Bringing together Custer, Sherman, Grant, and other fascinating
military and political figures, as well as great native leaders such as
Crazy Horse, Sitting Bull, and Geronimo, this "sweeping work of
narrative history" (San Francisco Chronicle) is the fullest account to
date of how the West was won--and lost.
After the Civil War the Indian Wars would last more than three decades,
permanently altering the physical and political landscape of America.

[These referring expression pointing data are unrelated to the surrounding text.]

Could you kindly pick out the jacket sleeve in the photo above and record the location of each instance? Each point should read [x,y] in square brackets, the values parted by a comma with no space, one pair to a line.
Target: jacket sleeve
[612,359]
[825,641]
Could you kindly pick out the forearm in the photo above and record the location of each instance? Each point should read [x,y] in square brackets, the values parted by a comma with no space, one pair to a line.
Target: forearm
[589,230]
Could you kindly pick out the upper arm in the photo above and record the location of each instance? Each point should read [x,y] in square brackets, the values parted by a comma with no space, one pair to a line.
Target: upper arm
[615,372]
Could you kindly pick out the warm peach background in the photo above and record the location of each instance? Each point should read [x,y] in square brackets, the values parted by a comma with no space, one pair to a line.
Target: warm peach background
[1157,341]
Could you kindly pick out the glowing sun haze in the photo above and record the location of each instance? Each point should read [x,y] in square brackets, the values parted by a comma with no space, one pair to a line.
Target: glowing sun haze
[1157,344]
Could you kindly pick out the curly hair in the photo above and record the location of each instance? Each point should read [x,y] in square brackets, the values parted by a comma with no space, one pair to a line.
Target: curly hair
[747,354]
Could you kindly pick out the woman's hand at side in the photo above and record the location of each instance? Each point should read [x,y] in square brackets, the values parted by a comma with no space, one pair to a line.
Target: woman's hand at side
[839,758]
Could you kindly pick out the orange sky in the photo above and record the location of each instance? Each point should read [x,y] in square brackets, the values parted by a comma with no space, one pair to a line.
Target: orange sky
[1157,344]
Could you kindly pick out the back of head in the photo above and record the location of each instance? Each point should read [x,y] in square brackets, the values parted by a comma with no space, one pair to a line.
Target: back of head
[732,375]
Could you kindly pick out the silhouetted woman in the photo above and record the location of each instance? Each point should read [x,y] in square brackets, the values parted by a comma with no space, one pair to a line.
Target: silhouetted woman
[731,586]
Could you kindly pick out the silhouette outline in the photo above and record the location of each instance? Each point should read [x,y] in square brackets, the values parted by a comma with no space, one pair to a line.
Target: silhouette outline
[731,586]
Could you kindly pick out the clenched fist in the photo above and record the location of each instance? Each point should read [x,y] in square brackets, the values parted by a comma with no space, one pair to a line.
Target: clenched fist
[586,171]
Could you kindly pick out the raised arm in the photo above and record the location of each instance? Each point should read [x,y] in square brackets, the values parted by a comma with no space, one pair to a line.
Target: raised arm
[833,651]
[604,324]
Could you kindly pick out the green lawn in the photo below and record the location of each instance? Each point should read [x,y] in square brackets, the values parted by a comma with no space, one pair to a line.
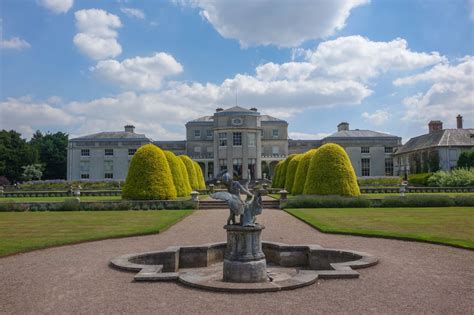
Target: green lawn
[24,231]
[450,225]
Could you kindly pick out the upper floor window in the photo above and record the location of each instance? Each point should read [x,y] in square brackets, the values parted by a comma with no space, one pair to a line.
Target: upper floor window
[222,139]
[109,152]
[85,152]
[237,138]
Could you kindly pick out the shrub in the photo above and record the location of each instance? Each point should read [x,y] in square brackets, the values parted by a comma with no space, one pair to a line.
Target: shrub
[192,176]
[301,172]
[291,172]
[180,180]
[419,179]
[327,202]
[149,176]
[200,176]
[331,173]
[418,201]
[456,178]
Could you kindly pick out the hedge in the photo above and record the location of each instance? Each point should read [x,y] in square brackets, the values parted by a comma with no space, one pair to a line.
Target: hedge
[331,173]
[180,180]
[291,172]
[192,176]
[149,176]
[301,172]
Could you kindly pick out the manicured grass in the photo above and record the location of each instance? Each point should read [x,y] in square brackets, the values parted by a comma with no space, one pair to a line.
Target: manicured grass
[24,231]
[450,225]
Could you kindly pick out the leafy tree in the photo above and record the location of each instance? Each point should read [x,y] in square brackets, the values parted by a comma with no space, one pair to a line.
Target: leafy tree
[32,172]
[14,154]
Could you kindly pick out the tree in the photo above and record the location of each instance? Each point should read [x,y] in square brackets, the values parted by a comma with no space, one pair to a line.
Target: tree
[52,151]
[32,172]
[14,154]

Peter Cozzens gives us both sides in comprehensive and singularly
intimate detail. He illuminates the intertribal strife over whether to
fight or make peace; explores the dreary, squalid lives of frontier
soldiers and the imperatives of the Indian warrior culture; and
describes the ethical quandaries faced by generals who often sympathized
with their native enemies. In dramatically relating bloody and tragic
events as varied as Wounded Knee, the Nez Perce War, the Sierra Madre
campaign, and the Battle of the Little Bighorn, we encounter a pageant
of fascinating characters, including Custer, Sherman, Grant, and a host
of officers, soldiers, and Indian agents, as well as great native
leaders such as Crazy Horse, Sitting Bull, Geronimo, and Red Cloud and
the warriors they led.
The Earth Is Weeping is a sweeping, definitive history of the battles
and negotiations that destroyed the Indian way of life even as they
paved the way for the emergence of the United States we know today.